The angle between the height and the side of an isosceles triangle is 15 degrees
The angle between the height and the side of an isosceles triangle is 15 degrees less than the angle at its base, find the angles of the triangle.
Given △ ABC: AB = BC, ∠A = ∠C, BH – both the height, and the median, and the bisector drawn from the top of an isosceles triangle to its base.
1. Consider △ AHB: ∠AHB = 90 ° (since BH is height).
Let us denote ∠BAH (aka ∠A) as x, then ∠ABH (the angle between the height BH and side AB) is x – 15 °.

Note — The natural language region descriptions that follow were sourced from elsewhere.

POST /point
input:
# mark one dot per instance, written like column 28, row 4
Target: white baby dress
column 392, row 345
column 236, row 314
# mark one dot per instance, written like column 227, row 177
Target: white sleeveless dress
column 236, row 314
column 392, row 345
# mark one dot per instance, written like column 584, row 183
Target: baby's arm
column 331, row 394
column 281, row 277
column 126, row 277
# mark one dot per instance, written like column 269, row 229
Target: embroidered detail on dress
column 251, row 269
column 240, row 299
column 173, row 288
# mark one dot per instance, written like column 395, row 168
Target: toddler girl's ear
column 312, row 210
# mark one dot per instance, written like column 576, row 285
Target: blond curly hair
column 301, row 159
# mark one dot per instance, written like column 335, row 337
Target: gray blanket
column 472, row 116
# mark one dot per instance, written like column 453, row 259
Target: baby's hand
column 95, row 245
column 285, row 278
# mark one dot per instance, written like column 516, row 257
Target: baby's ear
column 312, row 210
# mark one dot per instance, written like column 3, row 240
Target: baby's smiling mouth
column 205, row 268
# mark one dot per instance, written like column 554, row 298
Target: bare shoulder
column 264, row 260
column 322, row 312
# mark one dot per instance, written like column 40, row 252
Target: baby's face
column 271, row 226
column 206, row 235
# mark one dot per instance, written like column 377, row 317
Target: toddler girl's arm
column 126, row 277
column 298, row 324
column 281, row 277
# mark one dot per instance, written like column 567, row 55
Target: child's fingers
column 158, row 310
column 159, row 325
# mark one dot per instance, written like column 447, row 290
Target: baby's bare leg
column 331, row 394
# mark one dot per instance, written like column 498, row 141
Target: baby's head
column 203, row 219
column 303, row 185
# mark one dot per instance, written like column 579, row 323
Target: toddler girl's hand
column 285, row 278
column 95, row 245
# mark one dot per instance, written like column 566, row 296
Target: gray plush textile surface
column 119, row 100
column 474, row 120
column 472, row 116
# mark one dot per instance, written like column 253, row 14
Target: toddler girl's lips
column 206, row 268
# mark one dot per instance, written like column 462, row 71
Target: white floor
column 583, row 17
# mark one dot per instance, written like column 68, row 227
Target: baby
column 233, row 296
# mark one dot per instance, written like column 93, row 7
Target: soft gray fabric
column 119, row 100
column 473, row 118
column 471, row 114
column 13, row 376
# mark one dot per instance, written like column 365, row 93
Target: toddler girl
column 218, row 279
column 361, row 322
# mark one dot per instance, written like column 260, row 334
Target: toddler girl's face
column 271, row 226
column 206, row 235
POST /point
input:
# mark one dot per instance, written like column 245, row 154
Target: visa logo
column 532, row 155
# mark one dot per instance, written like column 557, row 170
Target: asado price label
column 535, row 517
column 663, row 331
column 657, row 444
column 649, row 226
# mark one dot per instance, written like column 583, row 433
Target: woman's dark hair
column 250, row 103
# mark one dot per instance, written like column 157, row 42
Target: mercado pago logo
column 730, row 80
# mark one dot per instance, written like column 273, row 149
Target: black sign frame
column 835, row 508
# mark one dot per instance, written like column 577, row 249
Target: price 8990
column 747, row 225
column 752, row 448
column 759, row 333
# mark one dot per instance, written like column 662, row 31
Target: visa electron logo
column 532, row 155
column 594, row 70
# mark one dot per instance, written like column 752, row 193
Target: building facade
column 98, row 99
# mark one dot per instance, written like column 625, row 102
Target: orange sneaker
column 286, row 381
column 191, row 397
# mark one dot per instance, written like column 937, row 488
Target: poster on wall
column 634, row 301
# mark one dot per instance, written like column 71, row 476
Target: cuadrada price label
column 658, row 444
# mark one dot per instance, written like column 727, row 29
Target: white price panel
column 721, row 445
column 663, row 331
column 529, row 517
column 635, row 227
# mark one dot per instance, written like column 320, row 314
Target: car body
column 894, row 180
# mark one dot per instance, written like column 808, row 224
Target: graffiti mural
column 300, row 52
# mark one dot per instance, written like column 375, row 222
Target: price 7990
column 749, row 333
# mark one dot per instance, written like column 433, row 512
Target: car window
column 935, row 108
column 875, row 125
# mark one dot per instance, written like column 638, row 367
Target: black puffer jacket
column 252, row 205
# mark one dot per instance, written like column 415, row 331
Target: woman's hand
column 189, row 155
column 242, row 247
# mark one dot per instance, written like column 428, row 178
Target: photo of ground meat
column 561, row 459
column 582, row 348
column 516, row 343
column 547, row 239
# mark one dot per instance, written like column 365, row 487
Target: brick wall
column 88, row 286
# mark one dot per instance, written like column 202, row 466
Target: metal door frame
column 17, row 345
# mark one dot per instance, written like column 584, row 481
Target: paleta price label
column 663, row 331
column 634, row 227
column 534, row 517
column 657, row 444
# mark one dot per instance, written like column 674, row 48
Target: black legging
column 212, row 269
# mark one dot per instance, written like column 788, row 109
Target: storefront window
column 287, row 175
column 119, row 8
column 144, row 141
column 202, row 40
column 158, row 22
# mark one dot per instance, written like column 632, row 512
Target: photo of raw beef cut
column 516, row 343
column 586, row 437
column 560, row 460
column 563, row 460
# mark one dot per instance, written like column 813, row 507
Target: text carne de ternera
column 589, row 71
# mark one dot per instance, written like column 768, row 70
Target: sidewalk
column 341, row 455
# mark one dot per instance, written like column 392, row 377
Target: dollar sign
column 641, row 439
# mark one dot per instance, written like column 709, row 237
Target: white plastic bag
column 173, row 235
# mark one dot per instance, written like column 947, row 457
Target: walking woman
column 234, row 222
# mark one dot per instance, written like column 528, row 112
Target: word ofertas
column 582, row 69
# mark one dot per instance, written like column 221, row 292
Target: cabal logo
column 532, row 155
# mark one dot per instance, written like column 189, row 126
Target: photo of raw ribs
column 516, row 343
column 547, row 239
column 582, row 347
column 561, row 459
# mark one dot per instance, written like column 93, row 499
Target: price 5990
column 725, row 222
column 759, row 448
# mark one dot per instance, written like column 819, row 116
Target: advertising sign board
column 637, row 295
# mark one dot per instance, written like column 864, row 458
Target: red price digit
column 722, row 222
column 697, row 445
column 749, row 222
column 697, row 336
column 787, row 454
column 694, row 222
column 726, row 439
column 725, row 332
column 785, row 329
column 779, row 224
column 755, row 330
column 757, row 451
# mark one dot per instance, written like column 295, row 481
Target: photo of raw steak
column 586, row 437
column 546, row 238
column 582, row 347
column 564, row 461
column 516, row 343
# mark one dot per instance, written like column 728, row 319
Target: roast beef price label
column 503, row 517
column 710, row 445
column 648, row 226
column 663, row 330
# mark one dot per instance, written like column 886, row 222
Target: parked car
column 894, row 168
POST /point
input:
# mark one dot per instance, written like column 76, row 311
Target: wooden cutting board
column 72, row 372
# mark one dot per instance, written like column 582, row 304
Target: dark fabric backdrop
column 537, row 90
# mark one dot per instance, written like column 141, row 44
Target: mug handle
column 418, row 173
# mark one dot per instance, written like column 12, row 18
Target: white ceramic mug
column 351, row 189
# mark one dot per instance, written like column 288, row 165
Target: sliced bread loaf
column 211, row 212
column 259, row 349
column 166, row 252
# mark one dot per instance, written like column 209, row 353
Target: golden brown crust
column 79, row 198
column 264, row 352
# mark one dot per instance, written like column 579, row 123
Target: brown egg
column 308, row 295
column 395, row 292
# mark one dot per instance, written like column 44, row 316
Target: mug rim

By the theorem on the sum of the angles of a triangle:
∠AHB + ∠BAH + ∠ABH = 180 °;
90 ° + x + x – 15 ° = 180 °;
2 * x = 180 ° – 90 ° + 15 °;
2 * x = 105 °;
x = 105 ° / 2;
x = 52.5 °.
Thus, ∠A = ∠C = 52.5 °.
2. Since BH is a bisector, then ∠ABH = ∠CBH = ∠B / 2.
In this way:
x – 15 ° = ∠B / 2;
∠B = 2 * (x – 15 °) = 2 * (52.5 ° – 15 °) = 2 * 37.5 ° = 75 °.
Answer: ∠A = ∠C = 52.5 °, ∠B = 75 °.